Mesmo assim, achava a prosa difícil, mas continuei escrevendo crônicas meio acanhadinhas e nunca abandonei os poemas. Penso que escrever tem suas fases, assim como existem as fases na pintura, porque tem época que só escrevo poemas e em outras, só crônicas. Contos, nunca imaginei ser capaz de escrever, porque considerava muito difícil a construção consistente dos personagens pela trajetória narrativa. Mas não é que escrevi o meu primeiro conto intitulado A Mangueira? Foi aí que me animei e, em seguida, escrevi O Bonde de Herculano. Depois escrevi contos menores e, de acordo com meu apuradíssimo senso crítico, menos importantes.

Escrever romance, ainda não me atrevi. Contudo, não posso dizer que “dessa água não beberei” por tudo que relatei anteriormente. Tem coisas que a gente acha que nunca vai fazer na vida e se surpreende fazendo em algum outro momento.

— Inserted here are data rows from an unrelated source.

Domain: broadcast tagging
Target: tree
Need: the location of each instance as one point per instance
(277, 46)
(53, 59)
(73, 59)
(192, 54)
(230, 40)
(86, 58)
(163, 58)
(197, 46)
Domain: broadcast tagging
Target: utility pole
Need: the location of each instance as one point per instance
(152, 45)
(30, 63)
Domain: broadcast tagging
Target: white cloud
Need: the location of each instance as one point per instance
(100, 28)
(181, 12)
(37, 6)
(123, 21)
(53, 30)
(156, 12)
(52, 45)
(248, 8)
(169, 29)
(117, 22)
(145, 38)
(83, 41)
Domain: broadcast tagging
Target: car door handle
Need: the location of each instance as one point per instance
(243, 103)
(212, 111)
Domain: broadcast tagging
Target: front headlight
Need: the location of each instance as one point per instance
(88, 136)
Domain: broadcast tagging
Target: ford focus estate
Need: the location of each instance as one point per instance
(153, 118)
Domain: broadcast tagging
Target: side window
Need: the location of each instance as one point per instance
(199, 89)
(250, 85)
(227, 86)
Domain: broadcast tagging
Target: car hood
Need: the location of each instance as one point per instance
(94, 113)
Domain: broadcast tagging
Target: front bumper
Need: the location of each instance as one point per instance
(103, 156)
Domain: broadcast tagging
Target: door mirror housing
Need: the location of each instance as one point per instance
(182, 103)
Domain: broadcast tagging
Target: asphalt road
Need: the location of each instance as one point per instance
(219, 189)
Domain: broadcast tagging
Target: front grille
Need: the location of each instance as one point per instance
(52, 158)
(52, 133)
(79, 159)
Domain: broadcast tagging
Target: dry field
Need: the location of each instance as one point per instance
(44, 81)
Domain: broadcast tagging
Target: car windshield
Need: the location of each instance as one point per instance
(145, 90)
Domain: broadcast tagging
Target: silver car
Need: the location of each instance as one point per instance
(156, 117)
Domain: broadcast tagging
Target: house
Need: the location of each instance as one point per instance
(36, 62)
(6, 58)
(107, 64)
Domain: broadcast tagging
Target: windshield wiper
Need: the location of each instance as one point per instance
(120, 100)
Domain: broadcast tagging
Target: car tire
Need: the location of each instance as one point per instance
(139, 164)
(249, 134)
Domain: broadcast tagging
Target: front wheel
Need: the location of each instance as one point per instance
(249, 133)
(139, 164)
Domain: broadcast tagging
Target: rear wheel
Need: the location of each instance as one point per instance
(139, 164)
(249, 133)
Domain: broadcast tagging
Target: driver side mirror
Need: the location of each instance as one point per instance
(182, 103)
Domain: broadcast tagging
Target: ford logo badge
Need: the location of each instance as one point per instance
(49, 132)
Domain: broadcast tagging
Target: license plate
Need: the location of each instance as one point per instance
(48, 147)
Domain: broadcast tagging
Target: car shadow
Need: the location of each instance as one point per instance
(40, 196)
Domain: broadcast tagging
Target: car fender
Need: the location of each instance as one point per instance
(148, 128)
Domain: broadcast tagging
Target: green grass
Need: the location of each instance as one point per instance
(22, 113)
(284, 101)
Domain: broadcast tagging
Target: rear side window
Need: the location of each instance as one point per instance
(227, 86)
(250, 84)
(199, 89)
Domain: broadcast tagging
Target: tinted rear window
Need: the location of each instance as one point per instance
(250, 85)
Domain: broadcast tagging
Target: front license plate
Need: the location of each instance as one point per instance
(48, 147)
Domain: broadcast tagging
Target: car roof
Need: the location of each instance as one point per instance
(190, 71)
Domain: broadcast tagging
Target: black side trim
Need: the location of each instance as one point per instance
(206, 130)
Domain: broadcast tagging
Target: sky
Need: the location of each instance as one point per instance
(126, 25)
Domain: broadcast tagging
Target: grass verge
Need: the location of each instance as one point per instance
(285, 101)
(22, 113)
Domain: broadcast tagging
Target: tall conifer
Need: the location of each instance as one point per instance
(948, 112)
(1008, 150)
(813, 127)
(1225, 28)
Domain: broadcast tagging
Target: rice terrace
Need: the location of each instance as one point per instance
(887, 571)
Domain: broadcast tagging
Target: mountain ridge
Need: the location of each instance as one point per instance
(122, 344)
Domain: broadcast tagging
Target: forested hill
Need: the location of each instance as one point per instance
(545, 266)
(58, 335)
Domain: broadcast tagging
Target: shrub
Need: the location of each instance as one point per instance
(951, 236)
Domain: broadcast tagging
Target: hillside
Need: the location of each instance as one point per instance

Outro fator que observo neste processo de criação é a escrita em série, ou seja, fragmentos de uma mesma temática vão se apresentando de forma homeopática, se assim posso dizer. Escrevi duas crônicas cujo assunto gira em torno de uma vitrola cor de abóbora e em uma terceira eu a menciono. Esta última está divulgada aqui no Blog, na página de crônicas sob o título A Arca. Isso acontece involuntariamente. Normalmente, ao reler o texto que acabei de escrever, me inspiro sobre o mesmo tema e acabo abordando outros aspectos daquela mesma temática. As crônicas Fora de Rotação e Vitrola considero como uma seqüência, apesar da diferente abordagem. Pode ser que ainda venham outros textos desta série, nunca se sabe...

Faço coro com Clarisse Lispector quando ela diz que não se enquadra em gêneros, apenas escreve sem essa preocupação. É lógico que não há termos de comparação entre euzinha e Clarisse, mas também escrevo um sentimento, sem preocupação se vai ser um poema, uma crônica, um conto ou simplesmente um texto qualquer que não possa ser classificado em gênero algum.

Se eu fosse me definir hoje como escritora, acho que eu poderia dizer que sou mais cronista do que qualquer outra coisa, embora a poeta tenha muita força e se manifeste, de forma contundente, como percebo nitidamente, em todos os gêneros em que ousei me aventurar.

Abaixo, exemplifico o que acabei de dizer com um fragmento muito poético da crônica Universo, escrita em 1998.

...Eu sou personagem, mas também poeta, tentando cantar o mundo à minha maneira. Essa fusão de imaginário e real compõe o infinito e a poesia.

Cada estrela é um verso do Canto do universo e também do Canto do mar, mas do Canto do sol é verso único que ilumina o Canto que mais me encanta e que em mim eclode fazendo nascer esta ode que para você eu canto.